Изобретение относится к новым веществам с фармакологической активностью, более конкретно к производному вещества межклеточной адгезии ICAM-1 и кодирующей его ДНК.
ICAM-1 ("Intercellulat adhesion molecule" - молекула межклеточный адгезии), являющийся лигандом, связывающимся с LFA-1 (связанный с лимфоцитарной функцией антиген-1), представляет собой гликопротеин клеточной поверхности размером 76-114 кД, экспрессируемый на некроветочных клетках, таких как, например, эндотелиальные клетки сосудов и фибропласты, и на кроветворных клетках, таких как, например, эндотелиальные клетки сосудов, тимусные эпителиальные клетки, некоторые другие эпителиальные клетки, фибропласты, и на таких кроветворных клетках, как например, тканевые макрофаги, митогенстимулированные бластные клетки Т-лимфоцитов, терминативные центрированные B-клетки и дендрированные клетки в миндалинах, лимфотических узлах и пейеровых бляшках. ICAM-1 сильно экспрессируется на эндотелиальных клетках сосудов в областях Т-клеток в лимфатических узлах и миндалинах, у которых наблюдается гиперплазия. В малых количествах ICAM-1 экспрессируется на периферических кровяных лимфоцитах.

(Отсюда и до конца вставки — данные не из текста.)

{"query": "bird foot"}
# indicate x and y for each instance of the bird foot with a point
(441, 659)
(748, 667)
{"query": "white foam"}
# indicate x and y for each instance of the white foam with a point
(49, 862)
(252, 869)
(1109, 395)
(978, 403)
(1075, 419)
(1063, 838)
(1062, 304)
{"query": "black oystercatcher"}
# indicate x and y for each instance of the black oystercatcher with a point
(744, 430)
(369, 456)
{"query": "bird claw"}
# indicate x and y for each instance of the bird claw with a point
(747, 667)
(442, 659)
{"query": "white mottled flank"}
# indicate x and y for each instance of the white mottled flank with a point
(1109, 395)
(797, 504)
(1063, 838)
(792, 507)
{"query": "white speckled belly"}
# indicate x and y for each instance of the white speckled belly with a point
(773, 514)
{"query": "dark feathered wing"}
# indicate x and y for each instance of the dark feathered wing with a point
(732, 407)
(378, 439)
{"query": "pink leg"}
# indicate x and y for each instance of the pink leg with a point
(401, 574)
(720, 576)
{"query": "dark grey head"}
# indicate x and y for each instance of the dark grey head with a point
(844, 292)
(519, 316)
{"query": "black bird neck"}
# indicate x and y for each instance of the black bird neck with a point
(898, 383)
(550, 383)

ICAM-1 содержит внеклеточную область из 5 иммуноглобулиноподобных доменов (домен 5 является ближайшим к поверхности клетки, домен 1 является наиболее удаленным от поверхности клетки), трансмембранный домен и цитоплазматический домен.
Задачей изобретения является представление нового высокоэффективного противовоспалительного агента.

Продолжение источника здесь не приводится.